The arrows in the $H$ -preimage of the two arrows ${\bf i}$ and ${\bf j}$ in $\ct Iso$ are referred to as through arrows or heteromorphisms in the bridge.

Throughout the note, letters $a,\,a',\,a_0,\dots$ denote objects of $\ct A$ and letters $b,\,b',\,b_0,\dots$ denote objects of $\ct B$ .

Note that if there are no heteromorphisms of the form $b\to a$ , or if we delete them, then we receive a profunctor $\ct A\ag\ct B$ that we denote by $\ct H^>$ . We define $\ct H^<:\ct B\ag\ct A$ similarly.
Also note that a bridge is thus built up by these two profunctors $\ct H^>$ and $\ct H^<$ , connected by a so called Morita context which is exactly the structure that is needed to provide composition of consecutive zigzag heteromorphisms, i.e. those of the form $a\to b\to a'$ or $b\to a\to b'$ .
Since both banks are assumed to be full subcategories, these zigzag compositions must exist purely within the bank $\ct A$ or $\ct B$ .

Examples

As mentioned, any profunctor $\ct A\ag\ct B$ or $\ct B\ag\ct A$ is in particular, a bridge, where either $H^{-1}({\bf j})$ or $H^{-1}({\bf i})$ empty.
Any two full subcategories $\ct A,\ct B$ of a category $\ct C$ determines a bridge by taking disjoint copies of $\ct A$ and $\ct B$ and adding heteromorphisms from $\ct C$ .
To give a specific example, we obtain a bridge $\ct Grp\leftrightharpoons\ct Csgr$ between groups and commutative semigroups with semigroup homomorphisms as heteromorphisms.
In particular, every category $\ct A$ has an identity bridge $\ct A\leftrightharpoons\ct A$ where every object is duplicated and every morphism is present in 4 instances.

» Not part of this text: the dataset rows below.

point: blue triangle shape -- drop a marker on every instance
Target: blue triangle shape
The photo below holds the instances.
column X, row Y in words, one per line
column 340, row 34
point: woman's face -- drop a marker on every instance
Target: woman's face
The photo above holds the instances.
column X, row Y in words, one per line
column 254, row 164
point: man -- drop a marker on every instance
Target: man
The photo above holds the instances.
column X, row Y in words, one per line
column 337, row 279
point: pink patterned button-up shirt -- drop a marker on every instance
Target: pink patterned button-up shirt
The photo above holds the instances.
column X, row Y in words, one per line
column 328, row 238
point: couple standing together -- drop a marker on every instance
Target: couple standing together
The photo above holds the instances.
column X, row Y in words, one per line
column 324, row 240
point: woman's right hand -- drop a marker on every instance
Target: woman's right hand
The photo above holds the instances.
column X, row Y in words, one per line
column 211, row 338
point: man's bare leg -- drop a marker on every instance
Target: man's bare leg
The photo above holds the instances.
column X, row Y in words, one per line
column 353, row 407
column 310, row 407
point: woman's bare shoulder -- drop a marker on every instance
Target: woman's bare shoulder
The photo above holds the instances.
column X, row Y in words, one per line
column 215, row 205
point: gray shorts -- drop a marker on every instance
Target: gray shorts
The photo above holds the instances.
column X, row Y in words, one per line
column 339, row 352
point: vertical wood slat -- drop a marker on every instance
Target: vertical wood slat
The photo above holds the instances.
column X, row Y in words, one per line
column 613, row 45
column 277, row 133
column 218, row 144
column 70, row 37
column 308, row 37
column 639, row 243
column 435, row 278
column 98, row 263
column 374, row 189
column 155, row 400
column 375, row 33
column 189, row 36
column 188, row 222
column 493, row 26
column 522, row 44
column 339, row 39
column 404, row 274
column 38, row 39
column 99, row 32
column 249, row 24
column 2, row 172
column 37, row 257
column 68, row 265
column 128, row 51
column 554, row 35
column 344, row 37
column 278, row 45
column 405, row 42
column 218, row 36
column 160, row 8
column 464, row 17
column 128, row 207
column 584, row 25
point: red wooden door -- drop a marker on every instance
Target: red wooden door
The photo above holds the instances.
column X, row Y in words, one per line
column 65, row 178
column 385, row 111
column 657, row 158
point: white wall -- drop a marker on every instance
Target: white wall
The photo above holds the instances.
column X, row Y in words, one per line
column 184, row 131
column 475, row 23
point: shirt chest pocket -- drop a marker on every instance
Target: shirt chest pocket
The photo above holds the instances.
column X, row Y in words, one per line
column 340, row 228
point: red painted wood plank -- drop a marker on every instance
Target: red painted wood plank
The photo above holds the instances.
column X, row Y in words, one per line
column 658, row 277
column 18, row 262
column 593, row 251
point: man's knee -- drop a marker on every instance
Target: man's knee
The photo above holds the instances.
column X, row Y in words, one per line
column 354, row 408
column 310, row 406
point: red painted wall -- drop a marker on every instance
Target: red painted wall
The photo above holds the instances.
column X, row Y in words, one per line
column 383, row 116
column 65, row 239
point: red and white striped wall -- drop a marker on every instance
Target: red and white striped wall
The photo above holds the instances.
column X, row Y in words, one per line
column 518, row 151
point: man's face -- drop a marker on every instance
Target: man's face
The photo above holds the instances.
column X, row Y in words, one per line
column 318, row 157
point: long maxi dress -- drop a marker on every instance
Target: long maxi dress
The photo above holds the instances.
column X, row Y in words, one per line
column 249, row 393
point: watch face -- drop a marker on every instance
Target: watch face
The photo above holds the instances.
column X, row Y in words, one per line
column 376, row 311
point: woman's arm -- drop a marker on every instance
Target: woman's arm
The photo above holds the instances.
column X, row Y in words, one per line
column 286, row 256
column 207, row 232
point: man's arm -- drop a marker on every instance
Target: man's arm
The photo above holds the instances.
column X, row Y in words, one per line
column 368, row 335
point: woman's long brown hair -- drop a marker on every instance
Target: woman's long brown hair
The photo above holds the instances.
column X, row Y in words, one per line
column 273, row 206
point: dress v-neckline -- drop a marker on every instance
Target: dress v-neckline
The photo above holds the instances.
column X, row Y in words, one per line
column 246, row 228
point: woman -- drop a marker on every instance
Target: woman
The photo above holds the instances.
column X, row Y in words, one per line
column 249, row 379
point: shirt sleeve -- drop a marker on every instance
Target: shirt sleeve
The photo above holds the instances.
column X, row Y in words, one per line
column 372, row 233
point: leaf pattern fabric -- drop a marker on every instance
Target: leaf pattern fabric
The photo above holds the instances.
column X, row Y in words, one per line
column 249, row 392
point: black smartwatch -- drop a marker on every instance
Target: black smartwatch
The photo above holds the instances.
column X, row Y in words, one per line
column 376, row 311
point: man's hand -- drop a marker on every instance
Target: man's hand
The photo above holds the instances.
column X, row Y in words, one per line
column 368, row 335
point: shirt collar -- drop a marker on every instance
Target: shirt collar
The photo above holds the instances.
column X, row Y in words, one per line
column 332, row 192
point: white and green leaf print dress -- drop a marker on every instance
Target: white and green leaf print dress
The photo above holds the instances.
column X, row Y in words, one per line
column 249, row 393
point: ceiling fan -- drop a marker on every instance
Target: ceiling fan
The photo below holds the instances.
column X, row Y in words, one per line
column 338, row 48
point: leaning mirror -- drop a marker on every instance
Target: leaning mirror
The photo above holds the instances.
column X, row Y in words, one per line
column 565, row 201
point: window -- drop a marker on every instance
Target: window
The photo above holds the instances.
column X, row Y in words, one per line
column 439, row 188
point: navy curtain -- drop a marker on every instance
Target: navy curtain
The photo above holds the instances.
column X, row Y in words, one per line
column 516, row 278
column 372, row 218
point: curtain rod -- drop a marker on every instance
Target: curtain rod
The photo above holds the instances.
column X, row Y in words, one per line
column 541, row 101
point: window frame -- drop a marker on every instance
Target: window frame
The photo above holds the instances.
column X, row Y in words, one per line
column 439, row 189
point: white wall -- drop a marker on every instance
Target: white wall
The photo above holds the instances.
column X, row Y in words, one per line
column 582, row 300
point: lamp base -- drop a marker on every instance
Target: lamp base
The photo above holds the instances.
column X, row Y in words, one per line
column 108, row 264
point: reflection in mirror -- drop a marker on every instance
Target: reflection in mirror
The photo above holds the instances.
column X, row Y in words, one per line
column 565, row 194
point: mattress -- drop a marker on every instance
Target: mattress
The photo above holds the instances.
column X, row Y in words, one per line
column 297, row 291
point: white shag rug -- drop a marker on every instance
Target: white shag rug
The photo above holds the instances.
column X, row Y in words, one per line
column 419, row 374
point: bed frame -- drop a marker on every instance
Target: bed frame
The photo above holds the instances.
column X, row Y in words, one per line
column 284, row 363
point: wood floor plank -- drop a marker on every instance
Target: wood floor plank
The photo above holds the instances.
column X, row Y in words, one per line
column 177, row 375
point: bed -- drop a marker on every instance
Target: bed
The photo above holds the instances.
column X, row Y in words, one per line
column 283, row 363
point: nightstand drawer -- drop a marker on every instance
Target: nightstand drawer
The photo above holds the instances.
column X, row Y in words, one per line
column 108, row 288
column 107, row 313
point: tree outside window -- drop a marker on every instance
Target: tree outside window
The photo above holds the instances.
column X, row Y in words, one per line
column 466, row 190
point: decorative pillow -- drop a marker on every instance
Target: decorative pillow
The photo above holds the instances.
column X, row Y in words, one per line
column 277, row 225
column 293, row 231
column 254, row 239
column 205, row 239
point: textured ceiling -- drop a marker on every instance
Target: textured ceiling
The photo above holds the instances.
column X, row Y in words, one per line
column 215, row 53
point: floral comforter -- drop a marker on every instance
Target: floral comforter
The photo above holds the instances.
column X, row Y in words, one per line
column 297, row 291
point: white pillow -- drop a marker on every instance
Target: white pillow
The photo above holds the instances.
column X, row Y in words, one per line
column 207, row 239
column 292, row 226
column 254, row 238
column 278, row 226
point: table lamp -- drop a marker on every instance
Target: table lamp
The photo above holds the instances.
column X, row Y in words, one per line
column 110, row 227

Note that this, as a category, is equivalent to $\ct A$ itself.

The construction

Given an arbitrary profunctor $\ct F:\ct A\ag\ct B$ , we can formally invert those heteromorphisms which are both reflection and coreflection arrows at once.

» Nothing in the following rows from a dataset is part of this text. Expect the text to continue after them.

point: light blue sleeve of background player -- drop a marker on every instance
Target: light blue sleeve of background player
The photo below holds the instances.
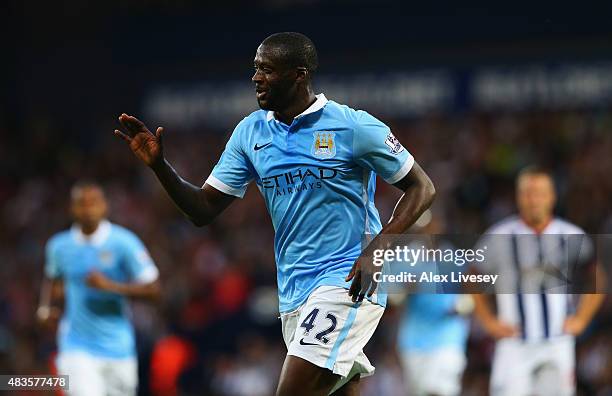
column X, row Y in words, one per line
column 137, row 260
column 375, row 148
column 233, row 172
column 52, row 266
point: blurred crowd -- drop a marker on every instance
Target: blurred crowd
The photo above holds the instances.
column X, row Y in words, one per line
column 217, row 332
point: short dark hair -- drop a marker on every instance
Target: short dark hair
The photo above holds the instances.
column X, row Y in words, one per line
column 83, row 184
column 534, row 170
column 295, row 48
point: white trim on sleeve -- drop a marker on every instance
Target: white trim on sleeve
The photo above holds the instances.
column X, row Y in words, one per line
column 402, row 172
column 149, row 274
column 224, row 188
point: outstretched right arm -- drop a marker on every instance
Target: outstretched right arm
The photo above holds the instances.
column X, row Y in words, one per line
column 200, row 204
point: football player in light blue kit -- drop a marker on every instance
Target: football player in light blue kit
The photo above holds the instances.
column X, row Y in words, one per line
column 432, row 339
column 315, row 163
column 95, row 266
column 433, row 330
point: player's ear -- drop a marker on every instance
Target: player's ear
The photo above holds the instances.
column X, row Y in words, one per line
column 302, row 74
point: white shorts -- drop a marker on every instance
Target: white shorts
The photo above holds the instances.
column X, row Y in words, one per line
column 330, row 331
column 91, row 375
column 437, row 372
column 534, row 368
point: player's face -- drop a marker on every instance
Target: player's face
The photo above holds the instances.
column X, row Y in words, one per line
column 535, row 198
column 88, row 206
column 275, row 82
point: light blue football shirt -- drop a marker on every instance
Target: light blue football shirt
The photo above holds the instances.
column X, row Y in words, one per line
column 317, row 178
column 428, row 324
column 95, row 321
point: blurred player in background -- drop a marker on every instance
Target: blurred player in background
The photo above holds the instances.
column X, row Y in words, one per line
column 534, row 354
column 433, row 332
column 315, row 163
column 94, row 267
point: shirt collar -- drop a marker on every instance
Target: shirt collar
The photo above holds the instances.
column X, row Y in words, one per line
column 99, row 236
column 316, row 106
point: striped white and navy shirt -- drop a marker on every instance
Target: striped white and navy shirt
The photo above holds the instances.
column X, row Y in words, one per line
column 520, row 256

So, we can define a bridge $\ct F[\Theta^{-1}]$ for any
$\Theta\subseteq\{\vartheta:a\to b \mid \vartheta\,\text{ is both reflection and coreflection arrow}\}$
by adding heteromorphisms $b\to a$ of the form $(\underset{b\to b'}\beta,\underset{a'\to b'}\vartheta,\underset{a'\to a}\alpha)$ , which would represent the formal composition $\beta\vartheta^{-1}\alpha$ , where we need to regard the formal compositions $\vartheta^{-1}\alpha$ and $\beta\theta^{-1}$ equal whenever $\alpha\theta=\vartheta\beta$ and $\theta,\vartheta\in\Theta$ . and we need to consider every consequences of these equations.
In other words, we quotient out by the smallest equivalence relation that is closed under compositions and generated by all pairs $\left(\,(1_b,\vartheta,\alpha),\ (\beta,\theta,1_a)\,\right)$ that satisfy $\alpha\theta=\vartheta\beta$ .

$\NZT{}\vartheta b\alpha{}\beta a\theta{}$

Assume $\upsilon:a_0\to b'$ and $\tau:a'\to b_1$ are heteromorphisms, then the following compositions are defined by means of the unique arrow in $\ct A$ [resp. in $\ct B$ ] that exists by the coreflection [resp. reflection] property of $\vartheta$ to make the diagrams commutative:

$\dia@=1.2pc{&& a_0\ar[rd]^{\upsilon} \ar@{.>}[dd]_{\exists!\, \xi} &\\\upsilon\cdot(\beta,\vartheta,\alpha):=\xi\alpha && &b' \ar[d]^{\beta} &&(\beta,\vartheta,\alpha)\cdot\tau:=\beta\eta\\ && a\ar[r] \ar[r]^{\vartheta} \ar[d]_{\alpha}& b \ar@{.>}[dd]^{\exists!\, \eta} \\&& a' \ar[rd]_{\tau} \\ && & b_1}$

Examples

4. Consider the category $\ct Mat$ whose objects are natural numbers and arrows $n\to m$ are $n\times m$ matrices over a given field $k$ , composition is matrix multiplication. We can define a natural profunctor $\ct E:\ct Mat\ag\ct Vect$ to the category of vector spaces over $k$ , by setting a through arrow $n\to V$ to be an $n$ -tuple of elements of $V$ , i.e. $\ct E(n,V)=V^n$ .
Compositions are defined straightforwardly. A through arrow $(v_1,\dots,v_n):n\to V$ will be a reflection and coreflection arrow at once iff it is a basis of $V$ .
Applying the bridge construction, we receive a category where the object $n$ is effectively isomorphic to every $n$ dimensional vector space.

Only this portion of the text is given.